By storing medical records on a blockchain, it is possible to create a longitudinal health record covering every incident and update from childhood to old age. This is ideal for medical research, facilitating the kind of longitudinal studies that can really help best understand illnesses. It also means that control is transferred back to where it should be - the patient. Whenever a medical record is created on the blockchain, so too is a digital signature alongside it that verifies authenticity of any changes made. The patient is notified that health data was added to their blockchain and they can add their own health data from mobile applications and wearable sensors like Fitbit and 23andMe to their records that is secured and verified in the same way.
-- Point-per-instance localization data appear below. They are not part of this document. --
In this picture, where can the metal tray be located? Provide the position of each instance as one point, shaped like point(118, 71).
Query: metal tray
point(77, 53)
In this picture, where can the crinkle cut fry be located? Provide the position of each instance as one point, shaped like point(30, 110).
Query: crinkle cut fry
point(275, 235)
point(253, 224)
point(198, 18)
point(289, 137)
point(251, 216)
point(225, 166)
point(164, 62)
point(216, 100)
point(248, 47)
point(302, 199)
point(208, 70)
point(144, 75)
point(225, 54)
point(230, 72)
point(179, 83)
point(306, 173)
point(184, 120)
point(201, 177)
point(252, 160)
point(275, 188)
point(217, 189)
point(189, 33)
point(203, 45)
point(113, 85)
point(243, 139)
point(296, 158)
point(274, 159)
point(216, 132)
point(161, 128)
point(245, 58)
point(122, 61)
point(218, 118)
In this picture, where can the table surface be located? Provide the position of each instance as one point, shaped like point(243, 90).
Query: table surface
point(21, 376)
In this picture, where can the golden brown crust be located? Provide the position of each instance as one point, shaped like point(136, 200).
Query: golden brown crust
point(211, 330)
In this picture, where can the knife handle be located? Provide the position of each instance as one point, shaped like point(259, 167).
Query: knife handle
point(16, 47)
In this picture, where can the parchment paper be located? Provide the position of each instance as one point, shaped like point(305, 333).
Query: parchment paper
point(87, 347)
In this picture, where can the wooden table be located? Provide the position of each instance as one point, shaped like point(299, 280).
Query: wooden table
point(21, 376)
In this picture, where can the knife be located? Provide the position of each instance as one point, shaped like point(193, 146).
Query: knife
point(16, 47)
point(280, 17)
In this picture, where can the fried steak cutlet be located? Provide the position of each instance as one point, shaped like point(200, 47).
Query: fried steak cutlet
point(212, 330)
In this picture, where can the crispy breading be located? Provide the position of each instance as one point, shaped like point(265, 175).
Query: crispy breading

Another important consequence of blockchain is in how patients pay for treatment. The lack of transparency around costs is one of the more common criticisms levelled at the American healthcare system, and Bruce Broussard, CEO of Humana, notes that with blockchain ‘there is no more back-and-forth haggling with the health plan about what was paid, why it was paid or whether it should have been paid. With transparency and automation, greater efficiencies will lead to lower administration costs, faster claims and less money wasted.’
There are still several obstacles standing in blockchain’s way. Healthcare providers and EHR vendors would need to agree to use blockchain, and because it is such a nascent technology there is still a lack of clarity around how it is to be regulated, particularly in an area with such complex data security issues as healthcare. The speed at which blockchain has grown is astonishing though, and its potential is limitless. Blockchain could greatly promote healthcare information sharing which would in turn save lives.